Director of Children’s
Services Provision
Programme aims and purpose
Children’s Services background
Origin of the programmes
Overview of programmes
Common leadership taxonomy
Senior Leadership Programme for Children’s Services
Succession Planning
Black and Asian Leadership Initiative
Bespoke Leadership Development
List of acronyms
1. Context
Programme aims and purpose
The DCS provision is a collection of leadership development programmes for people leading children's services
at different levels.
Its ultimate aim is the same as that of the leaders it supports:
“ deliver improved outcomes for children and young people...”
It works towards this goal by providing those who lead children’s services in local authorities with support in
balancing the complex challenges of the role, and managing both themselves and their teams.

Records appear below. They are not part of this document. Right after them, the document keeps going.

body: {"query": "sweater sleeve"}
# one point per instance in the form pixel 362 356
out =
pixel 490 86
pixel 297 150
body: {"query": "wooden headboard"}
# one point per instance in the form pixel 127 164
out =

It promotes an adaptive model of leadership which is able to cope with a rapidly changing political landscape
and address persistent social issues. In doing so, it is creating a common language in the sector for discussing
leadership challenges, and supporting DCSs and senior leaders in children’s services as they lead their
authorities through changing political and financial climates.
This common understanding, coupled with the networking opportunities the programme provides, connects
DCSs and senior leaders in children’s services from different backgrounds, authorities and geographies, allowing
them to support each other and share experiences and best practice.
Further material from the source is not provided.